EFT Tapping Points for Anxiety Relief

Diagram showing EFT tapping points on the face and body for anxiety relief

Medical Disclaimer

The information in this article is for educational purposes only and is not intended as medical advice. EFT tapping is generally considered a safe, complementary technique, but it is not a substitute for professional medical or psychological treatment. If you have severe anxiety, trauma, or other mental health conditions, consult with a qualified healthcare provider or therapist before using EFT. While research supports EFT's effectiveness for some conditions, individual results may vary. This article references scientific studies, but always seek professional guidance for your specific health needs.

Anxiety can feel overwhelming, manifesting as racing thoughts, physical tension, and a sense of unease. While various therapies and medications exist, many people seek natural, self-help techniques to manage their anxiety symptoms. One such technique gaining popularity is Emotional Freedom Techniques (EFT), commonly known as tapping. EFT combines principles of acupressure with modern psychology to address emotional distress, including anxiety.

This comprehensive guide explores the science behind EFT tapping, identifies the key tapping points used for anxiety relief, provides a step-by-step guide to the technique, and discusses its potential benefits and limitations.

What is EFT Tapping?

EFT tapping is a therapeutic technique developed by Gary Craig in the 1990s, based on the principles of Thought Field Therapy (TFT) created by Dr. Roger Callahan. It involves gently tapping on specific points on the body, primarily on the head and torso, while focusing on a particular emotional issue or physical sensation.

The core premise of EFT is that negative emotions are caused by disruptions in the body's energy system. By tapping on specific meridian endpoints (points used in acupuncture and acupressure), EFT aims to restore balance to the energy system, thereby reducing or eliminating the emotional distress associated with a particular memory, thought, or feeling.

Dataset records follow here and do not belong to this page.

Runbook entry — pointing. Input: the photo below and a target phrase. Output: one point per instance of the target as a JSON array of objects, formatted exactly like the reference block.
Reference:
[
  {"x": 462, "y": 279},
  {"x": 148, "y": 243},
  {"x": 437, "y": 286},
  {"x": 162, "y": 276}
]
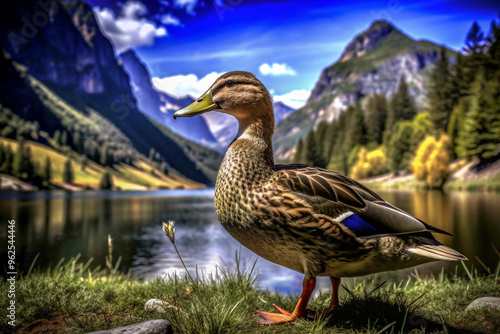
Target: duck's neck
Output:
[{"x": 250, "y": 155}]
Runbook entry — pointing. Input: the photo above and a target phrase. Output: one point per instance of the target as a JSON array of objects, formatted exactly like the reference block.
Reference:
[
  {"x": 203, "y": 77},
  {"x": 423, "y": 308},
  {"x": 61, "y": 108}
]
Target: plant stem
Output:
[{"x": 180, "y": 257}]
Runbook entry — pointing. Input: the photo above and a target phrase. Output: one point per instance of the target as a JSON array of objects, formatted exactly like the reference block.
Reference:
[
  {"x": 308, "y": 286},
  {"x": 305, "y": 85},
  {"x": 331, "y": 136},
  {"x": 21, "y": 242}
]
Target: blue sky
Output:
[{"x": 186, "y": 44}]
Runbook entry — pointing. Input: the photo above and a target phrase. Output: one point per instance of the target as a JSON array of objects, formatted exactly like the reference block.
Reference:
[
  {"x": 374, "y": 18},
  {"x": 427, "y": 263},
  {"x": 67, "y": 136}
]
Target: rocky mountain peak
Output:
[{"x": 368, "y": 39}]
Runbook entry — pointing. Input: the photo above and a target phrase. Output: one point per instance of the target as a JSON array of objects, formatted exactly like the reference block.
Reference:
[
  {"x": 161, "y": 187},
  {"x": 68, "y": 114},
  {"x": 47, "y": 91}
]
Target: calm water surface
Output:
[{"x": 60, "y": 224}]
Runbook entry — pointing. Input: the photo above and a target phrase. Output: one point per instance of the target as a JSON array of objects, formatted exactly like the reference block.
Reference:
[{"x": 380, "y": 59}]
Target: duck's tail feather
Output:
[{"x": 434, "y": 250}]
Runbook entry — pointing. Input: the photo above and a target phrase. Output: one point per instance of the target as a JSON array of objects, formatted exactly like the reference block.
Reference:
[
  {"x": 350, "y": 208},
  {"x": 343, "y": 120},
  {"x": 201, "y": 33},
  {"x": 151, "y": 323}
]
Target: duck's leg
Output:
[
  {"x": 333, "y": 303},
  {"x": 268, "y": 318},
  {"x": 335, "y": 293}
]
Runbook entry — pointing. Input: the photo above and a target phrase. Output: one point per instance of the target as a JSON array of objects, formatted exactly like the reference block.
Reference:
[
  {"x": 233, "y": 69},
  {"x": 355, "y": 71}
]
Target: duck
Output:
[{"x": 315, "y": 221}]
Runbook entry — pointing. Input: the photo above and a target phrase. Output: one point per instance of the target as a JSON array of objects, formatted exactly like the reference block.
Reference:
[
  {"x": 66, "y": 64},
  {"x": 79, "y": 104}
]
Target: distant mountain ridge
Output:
[
  {"x": 69, "y": 55},
  {"x": 372, "y": 63},
  {"x": 161, "y": 106}
]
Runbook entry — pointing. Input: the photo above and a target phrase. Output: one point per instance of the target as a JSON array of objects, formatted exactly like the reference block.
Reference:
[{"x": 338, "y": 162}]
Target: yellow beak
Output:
[{"x": 198, "y": 107}]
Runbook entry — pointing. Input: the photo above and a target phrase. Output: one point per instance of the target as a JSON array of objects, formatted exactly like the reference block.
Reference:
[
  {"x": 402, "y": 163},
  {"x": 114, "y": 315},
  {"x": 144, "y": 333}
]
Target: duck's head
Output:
[{"x": 237, "y": 93}]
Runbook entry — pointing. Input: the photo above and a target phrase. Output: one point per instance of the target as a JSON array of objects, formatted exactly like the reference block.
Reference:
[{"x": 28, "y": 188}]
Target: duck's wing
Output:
[{"x": 347, "y": 201}]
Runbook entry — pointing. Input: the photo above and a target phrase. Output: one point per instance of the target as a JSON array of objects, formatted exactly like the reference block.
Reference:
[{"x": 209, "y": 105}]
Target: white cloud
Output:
[
  {"x": 276, "y": 69},
  {"x": 182, "y": 85},
  {"x": 189, "y": 5},
  {"x": 129, "y": 28},
  {"x": 169, "y": 19},
  {"x": 295, "y": 99}
]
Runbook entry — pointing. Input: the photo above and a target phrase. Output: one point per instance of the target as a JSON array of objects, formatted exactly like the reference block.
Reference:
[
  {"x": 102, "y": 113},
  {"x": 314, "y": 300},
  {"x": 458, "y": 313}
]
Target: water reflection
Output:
[{"x": 58, "y": 225}]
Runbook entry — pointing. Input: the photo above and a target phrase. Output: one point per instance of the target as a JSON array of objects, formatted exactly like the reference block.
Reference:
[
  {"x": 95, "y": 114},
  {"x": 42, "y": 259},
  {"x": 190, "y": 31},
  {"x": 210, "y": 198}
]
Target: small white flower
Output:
[{"x": 169, "y": 230}]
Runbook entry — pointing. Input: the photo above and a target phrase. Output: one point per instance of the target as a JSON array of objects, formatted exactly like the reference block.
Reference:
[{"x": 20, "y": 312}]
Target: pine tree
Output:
[
  {"x": 480, "y": 135},
  {"x": 459, "y": 84},
  {"x": 440, "y": 94},
  {"x": 46, "y": 173},
  {"x": 64, "y": 138},
  {"x": 299, "y": 152},
  {"x": 18, "y": 163},
  {"x": 377, "y": 114},
  {"x": 401, "y": 146},
  {"x": 454, "y": 126},
  {"x": 475, "y": 40},
  {"x": 475, "y": 45},
  {"x": 68, "y": 175},
  {"x": 6, "y": 166},
  {"x": 2, "y": 155},
  {"x": 106, "y": 181},
  {"x": 105, "y": 156},
  {"x": 57, "y": 137},
  {"x": 356, "y": 130}
]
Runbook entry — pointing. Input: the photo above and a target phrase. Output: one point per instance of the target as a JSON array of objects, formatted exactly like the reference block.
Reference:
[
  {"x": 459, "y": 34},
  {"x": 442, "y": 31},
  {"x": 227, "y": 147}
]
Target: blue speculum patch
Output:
[{"x": 359, "y": 226}]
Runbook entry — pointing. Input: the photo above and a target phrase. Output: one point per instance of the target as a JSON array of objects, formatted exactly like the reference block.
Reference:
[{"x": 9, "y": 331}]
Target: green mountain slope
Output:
[{"x": 372, "y": 63}]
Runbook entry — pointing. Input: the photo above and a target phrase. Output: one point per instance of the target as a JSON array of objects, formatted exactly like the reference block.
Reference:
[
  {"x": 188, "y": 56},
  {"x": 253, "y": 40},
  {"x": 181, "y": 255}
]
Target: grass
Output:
[{"x": 74, "y": 298}]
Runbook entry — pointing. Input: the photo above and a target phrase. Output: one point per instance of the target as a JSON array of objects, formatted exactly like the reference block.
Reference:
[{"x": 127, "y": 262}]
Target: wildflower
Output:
[{"x": 169, "y": 230}]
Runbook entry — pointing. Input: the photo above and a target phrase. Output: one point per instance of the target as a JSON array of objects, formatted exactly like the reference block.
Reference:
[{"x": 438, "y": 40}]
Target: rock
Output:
[
  {"x": 485, "y": 302},
  {"x": 157, "y": 326},
  {"x": 158, "y": 305}
]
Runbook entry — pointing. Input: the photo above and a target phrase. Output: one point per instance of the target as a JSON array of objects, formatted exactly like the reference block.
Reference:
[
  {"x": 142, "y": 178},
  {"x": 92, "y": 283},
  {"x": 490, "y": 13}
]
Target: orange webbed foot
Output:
[{"x": 269, "y": 318}]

EFT combines this physical tapping with cognitive elements, such as stating a setup phrase that acknowledges the problem and affirms self-acceptance, and repeating a reminder phrase while tapping through the sequence of points.

The Science Behind EFT Tapping for Anxiety

While the concept of energy meridians remains controversial in Western medicine, research on EFT has grown substantially in recent years, with several studies suggesting its effectiveness for anxiety and stress-related conditions. Here's what the science tells us:

Neurobiological Mechanisms

Research suggests that EFT may work through several neurobiological mechanisms:

  • Stress Hormone Reduction: Studies have shown that EFT can lead to significant decreases in cortisol levels. A 2012 study published in the Journal of Nervous and Mental Disease found that participants who received a single 1-hour EFT session experienced a 24% decrease in cortisol levels.
  • Amygdala and Hippocampus Regulation: Functional MRI studies suggest that EFT may help regulate activity in the amygdala (the brain's alarm system) and hippocampus (involved in memory processing), areas that play crucial roles in the stress response.
  • Autonomic Nervous System Effects: EFT appears to help shift the body from the sympathetic (fight-or-flight) to the parasympathetic (rest-and-digest) state, promoting relaxation and reducing anxiety symptoms.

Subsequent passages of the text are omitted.